It’s hard to say when I first noticed, but it must have been there, always.

It must have watched when I was first brought home, swaddled in blankets, when our parents got together and left us lying side by side in the cot. It was there as we cried and as we laughed; as we took our first steps.

It was there when I pulled on my welly boots, yellow with duck faces, yours red like the fallen leaves, and we ran outside to jump in as many puddles as we could find. We streaked mud on our faces like war paint and played until you had to go home, then you pulled the twigs loose from my hair. I was too excited to sleep so instead, I watched the minute hand dragging so slowly around the clock, waiting to see you again.

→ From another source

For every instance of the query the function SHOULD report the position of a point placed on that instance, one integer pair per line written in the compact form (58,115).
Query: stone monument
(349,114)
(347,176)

Snow froze the ground, snowflakes catching on my eyelids. We ducked and dived and hurled snowballs, we lay down and carved out snow angels then built our snowman taller than us until my hands were red and numb. You gave me your gloves even though you were just as cold.

I watched the sun rise through the window until every last snowflake had melted away and counted the seconds until the doorbell rung. We explored under rocks, examining beetles with tiny magnifying glasses as if we were on an expedition in the jungle and lay in the grass listening to the birds singing and the bees buzzing around the bright flowers. We made daisy chains for each other which we wore like crowns.

When the sunlight burned the colour from the grass and left the ground cracked and dry, we ran outside with our shorts and our sunhats, protesting against being slathered with sun cream. Then we forgot time giggling and building castles in the sandpit until my mother appeared at the back door tapping her watch.

It was there as she led me down the street to the biggest building I’d ever seen. Maybe I didn’t even notice. Maybe I had just grown used to it following, like an extension to my shadow.

I wasn’t scared to go because I knew you would be there and every day we learnt to spell and write and add and every lunch time we unzipped our lunchboxes and ate side by side. We played together on the field or the playground or in the classroom. You told off the kids who laughed at me or called me names and I did the same for you. We lived in our own little world until the bell rang to cut the day short. Our parents came to collect us and I sped up as it followed us home but it always matched our pace, I couldn’t shake it off.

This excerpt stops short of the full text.